En realidad la «sociedad» sólo puede identificarse con lo divino y lo sagrado mediante un hábil juego de palabras y una doble argucia. De hecho, si identificamos lo social con lo moral y ampliamos este concepto para que cubra todo credo, toda norma de conducta, todo dictado de la conciencia, si, además, personificamos la «fuerza moral» y la consideramos como «alma colectiva», entonces la identificación de la sociedad con la deidad no requiere gran habilidad dialéctica para su defensa. Pero, como las reglas morales son tan sólo una parte de la herencia tradicional del hombre, como la moralidad no se identifica con el «poder del ser» del que se cree como, en fin, el concepto metafísico del «alma colectiva» es infecundo en antropología, hemos de rechazar, por todo esto, la teoría sociológica de la religión.

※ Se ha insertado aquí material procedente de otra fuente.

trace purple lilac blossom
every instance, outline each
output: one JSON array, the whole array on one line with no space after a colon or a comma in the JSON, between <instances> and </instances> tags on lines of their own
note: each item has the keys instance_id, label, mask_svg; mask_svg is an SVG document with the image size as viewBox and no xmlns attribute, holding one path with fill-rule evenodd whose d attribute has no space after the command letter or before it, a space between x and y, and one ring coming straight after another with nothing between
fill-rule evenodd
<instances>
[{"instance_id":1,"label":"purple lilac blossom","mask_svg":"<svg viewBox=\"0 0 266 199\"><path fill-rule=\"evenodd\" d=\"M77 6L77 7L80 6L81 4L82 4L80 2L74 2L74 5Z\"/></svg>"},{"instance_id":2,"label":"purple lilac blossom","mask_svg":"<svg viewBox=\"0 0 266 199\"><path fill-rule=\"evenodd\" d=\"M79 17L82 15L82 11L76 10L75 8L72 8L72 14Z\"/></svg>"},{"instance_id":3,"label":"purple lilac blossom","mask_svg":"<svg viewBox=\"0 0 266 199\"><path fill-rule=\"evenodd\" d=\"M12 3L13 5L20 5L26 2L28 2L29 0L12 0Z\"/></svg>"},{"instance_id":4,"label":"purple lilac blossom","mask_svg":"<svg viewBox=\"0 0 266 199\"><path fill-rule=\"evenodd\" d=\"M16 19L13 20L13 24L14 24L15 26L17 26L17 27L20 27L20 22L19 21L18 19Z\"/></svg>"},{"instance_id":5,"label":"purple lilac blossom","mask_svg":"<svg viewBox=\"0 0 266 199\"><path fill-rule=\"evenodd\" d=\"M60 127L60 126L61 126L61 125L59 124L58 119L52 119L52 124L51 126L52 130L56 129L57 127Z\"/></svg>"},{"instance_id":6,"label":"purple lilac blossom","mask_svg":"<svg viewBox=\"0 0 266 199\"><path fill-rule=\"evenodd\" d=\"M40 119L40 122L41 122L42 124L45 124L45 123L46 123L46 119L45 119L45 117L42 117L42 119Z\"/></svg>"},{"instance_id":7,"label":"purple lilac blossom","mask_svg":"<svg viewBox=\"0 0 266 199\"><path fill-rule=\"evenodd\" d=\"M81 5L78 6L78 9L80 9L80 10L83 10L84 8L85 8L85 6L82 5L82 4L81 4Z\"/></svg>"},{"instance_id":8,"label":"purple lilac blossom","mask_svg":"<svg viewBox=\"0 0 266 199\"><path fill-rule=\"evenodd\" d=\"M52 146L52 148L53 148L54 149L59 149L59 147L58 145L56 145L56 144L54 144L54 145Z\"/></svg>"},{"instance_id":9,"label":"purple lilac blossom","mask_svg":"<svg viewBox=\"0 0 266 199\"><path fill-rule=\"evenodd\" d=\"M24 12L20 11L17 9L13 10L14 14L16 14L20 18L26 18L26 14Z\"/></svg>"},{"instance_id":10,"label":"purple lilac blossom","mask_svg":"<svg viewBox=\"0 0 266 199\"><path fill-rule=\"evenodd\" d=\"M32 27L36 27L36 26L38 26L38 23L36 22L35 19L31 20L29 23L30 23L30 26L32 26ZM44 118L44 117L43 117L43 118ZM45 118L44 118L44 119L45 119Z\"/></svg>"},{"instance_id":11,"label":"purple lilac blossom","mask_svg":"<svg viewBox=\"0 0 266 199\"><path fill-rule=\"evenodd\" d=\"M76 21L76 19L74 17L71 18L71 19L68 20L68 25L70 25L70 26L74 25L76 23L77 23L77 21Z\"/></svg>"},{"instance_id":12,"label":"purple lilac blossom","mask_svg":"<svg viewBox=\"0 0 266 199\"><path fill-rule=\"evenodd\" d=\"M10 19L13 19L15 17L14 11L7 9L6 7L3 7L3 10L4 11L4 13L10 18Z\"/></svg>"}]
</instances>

Para resumir diremos que los enfoques de Durkheim y de su escuela son inaceptables. Primero, porque en las sociedades primitivas la religión también tiene, en gran parte, sus fuentes en el ámbito puramente individual. En segundo lugar, porque la sociedad, en cuanto multitud, no se abandona siempre, en absoluto, a la producción de creencias o incluso de estados mentales religiosos, mientras que, por el contrario, la efervescencia colectiva es a menudo de naturaleza enteramente secular. En tercer lugar, porque la tradición, la suma total de ciertas reglas y logros culturales, engloba, y, en las sociedades primitivas mantiene fuertemente unidos, el campo de lo sagrado y lo profano. Y, por fin, porque la personificación de la sociedad, el concepto de una «alma colectiva» carece de fundamentación fáctica y es contrarío a los sanos métodos de la ciencia social.